If we examine all power sources & compare emissions & energy per unit area, volume, etc., we can make wise decisions.
On these scores, local solar has an effective power density near infinity, since no land is consumed for installations, but some land is used for materials & some emissions occur in the systems' life cycles.
The next best source is nuclear fusion, but we don't yet know how to do it, despite knowing it is as 'renewable' as the sun, depending on our future power demands.
The next best choice is nuclear fission, which has 1/100 the energy density of fusion, but about 1,000,000 times the energy density of our present fossil fuels, & it requires no additional fuel component -- combustion fuels need an oxidizer (Oxygen...). That last detail is something our present 'energy' companies fail to mention. Wonder why? NASA has to pay for its oxidizers!
At this level, the big step down from nuclear to anything else shows why nuclear power has always been recognized as our long-term, constant-power base. Make a fist & hold it up. That fist, if Uranium, will run all of NY City for an hour.

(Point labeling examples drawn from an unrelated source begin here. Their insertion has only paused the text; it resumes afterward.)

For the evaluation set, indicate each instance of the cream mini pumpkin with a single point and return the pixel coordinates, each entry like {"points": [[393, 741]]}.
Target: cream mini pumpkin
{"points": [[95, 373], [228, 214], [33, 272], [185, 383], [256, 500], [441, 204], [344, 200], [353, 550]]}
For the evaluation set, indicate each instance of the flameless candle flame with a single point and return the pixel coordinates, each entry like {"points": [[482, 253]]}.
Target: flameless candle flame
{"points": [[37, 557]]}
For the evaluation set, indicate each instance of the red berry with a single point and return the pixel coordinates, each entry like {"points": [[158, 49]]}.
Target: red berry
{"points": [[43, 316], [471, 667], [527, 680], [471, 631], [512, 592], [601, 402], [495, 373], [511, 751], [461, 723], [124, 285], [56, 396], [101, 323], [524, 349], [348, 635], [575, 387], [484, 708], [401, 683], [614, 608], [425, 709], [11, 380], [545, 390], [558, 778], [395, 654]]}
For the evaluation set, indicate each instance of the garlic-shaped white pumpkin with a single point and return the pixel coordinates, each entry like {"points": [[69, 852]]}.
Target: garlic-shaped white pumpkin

A coal 'fist' is many full, 100-ton rail cars straight from a coal mine. Then there are the emissions & the ash. Interestingly, coal ash is not only poisonous (arsenic...) but radioactive (Radium, Uranium...), because it naturally comes from deposits containing rock. And rock has all manner of elements contained. This is why our combustion plants have long been granted NORM Exemptions -- otherwise, they could not operate.
You can find a coal plant with a Geiger counter, but not a nuke.